For decades, colleges and universities have struggled with making online and blended learning courses as meaningful and engaging as in-person classes. At least momentarily, the COVID-19 pandemic has put many students and instructors on a level playing field. More courses than ever, including those that have historically been offered exclusively in person, are being taught through a remote or blended model.
The current environment represents an enormous opportunity for higher education institutions to step back, take stock and seek out solutions to increase the quality of their remote and blended learning approaches.
Here are three ways that technology can help.
More Effective Use of Video
Video collaboration tools have become ubiquitous in both online learning and the corporate world during the pandemic, with brand recognition of Zoom skyrocketing over the past year.
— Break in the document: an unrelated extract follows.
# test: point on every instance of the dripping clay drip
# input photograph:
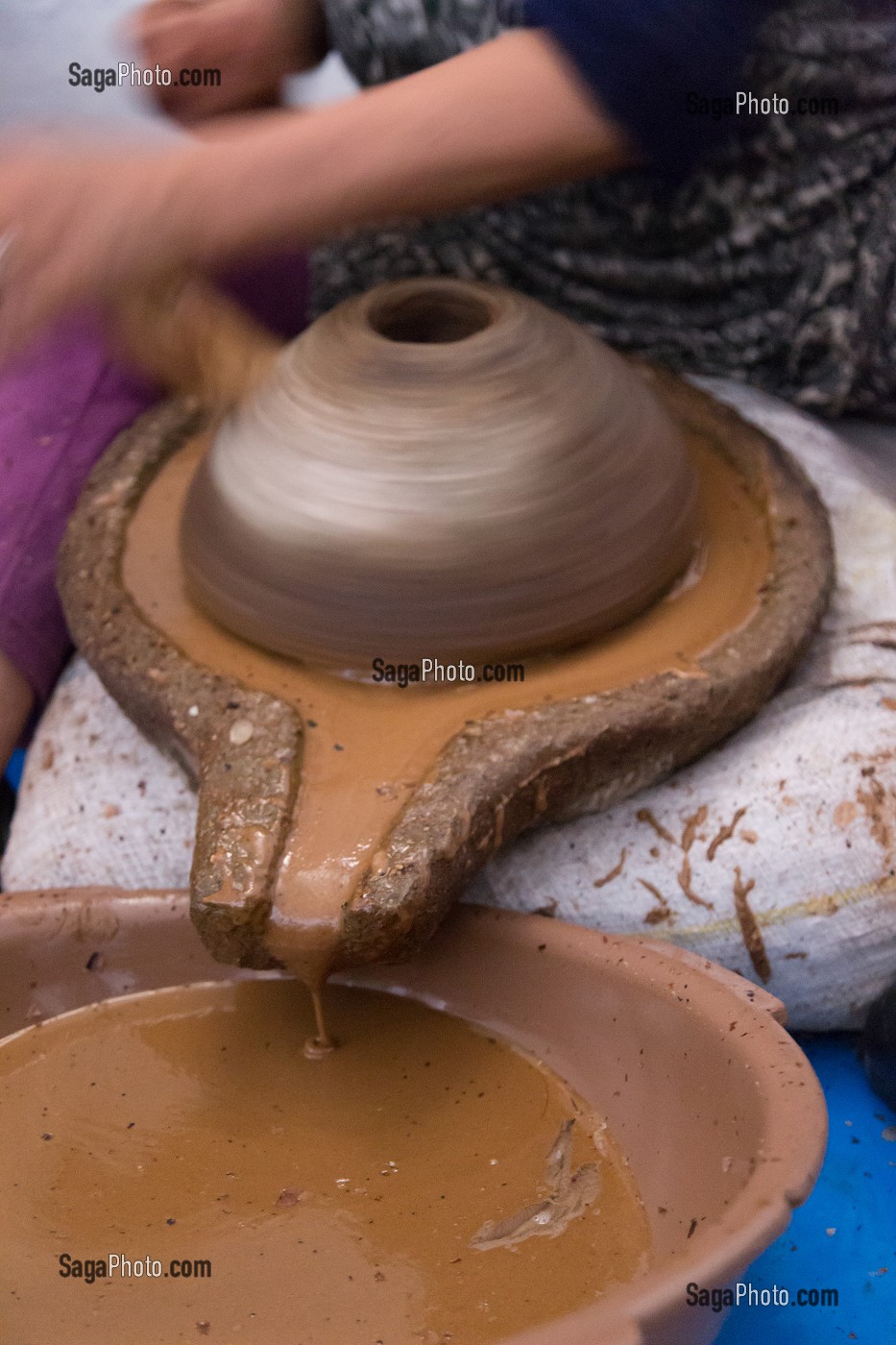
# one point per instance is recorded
(433, 471)
(453, 473)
However, it is still common for students to participate in synchronous learning sessions with their cameras off, which makes it impossible for instructors to track engagement. By implementing policies around video participation, schools can instantly boost student engagement — and, by extension, course quality.
Instructors and students should also be encouraged to use video collaboration features designed to limit distractions. Virtual backgrounds are a simple solution that can prevent people from being distracted by messy offices or strangers walking through the frame of a video meeting. Software and certain headsets can also limit background noise.
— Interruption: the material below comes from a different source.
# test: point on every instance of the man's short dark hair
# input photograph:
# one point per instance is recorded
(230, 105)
Finally, it is critical that instructors not simply deliver lectures over video. Students can read over a slide deck on their own time, and video meetings are better used for in-depth discussions or activities. Breakout rooms give instructors an effective tool to make video meetings more dynamic and engaging.
Better Integration with Learning Management Systems
Learning management systems have grown tremendously in quality in recent years. However, I see opportunities for far better integration between LMS environments and external learning tools. To the extent possible, schools should strive to integrate outside learning materials and virtual laboratory settings with their LMS to create a unified, holistic experience for students.
In the early years of online instruction, remote and blended learning courses tended to follow a familiar model. Each week, students would read chapters from an assigned text and post responses to the reading material on an LMS discussion thread. Then, each student would be required to thoughtfully respond to two or three other students’ comments.
This was an attempt to replicate the free-flowing discussions that happen in college classrooms, and there were some real benefits. For instance, shy students who may have sat silent during an in-person discussion were forced to come out of their shells and participate. However, these threads could sometimes feel perfunctory, without the sense of a lively back-and-forth that is the hallmark of a good classroom discussion.
Advances in tech tools now enable co-authoring, which allows for a more dynamic exchange of ideas. When learners turn in work, their peers and instructors can make comments or even edits directly on the document, giving students the chance to rapidly incorporate feedback and improve a project through several quick drafts.
Students today have more options than ever before when deciding where and how to obtain their education. By making online and blended courses as effective and engaging as possible, colleges and universities can demonstrate their value to students and begin to recruit across a wider geographic area.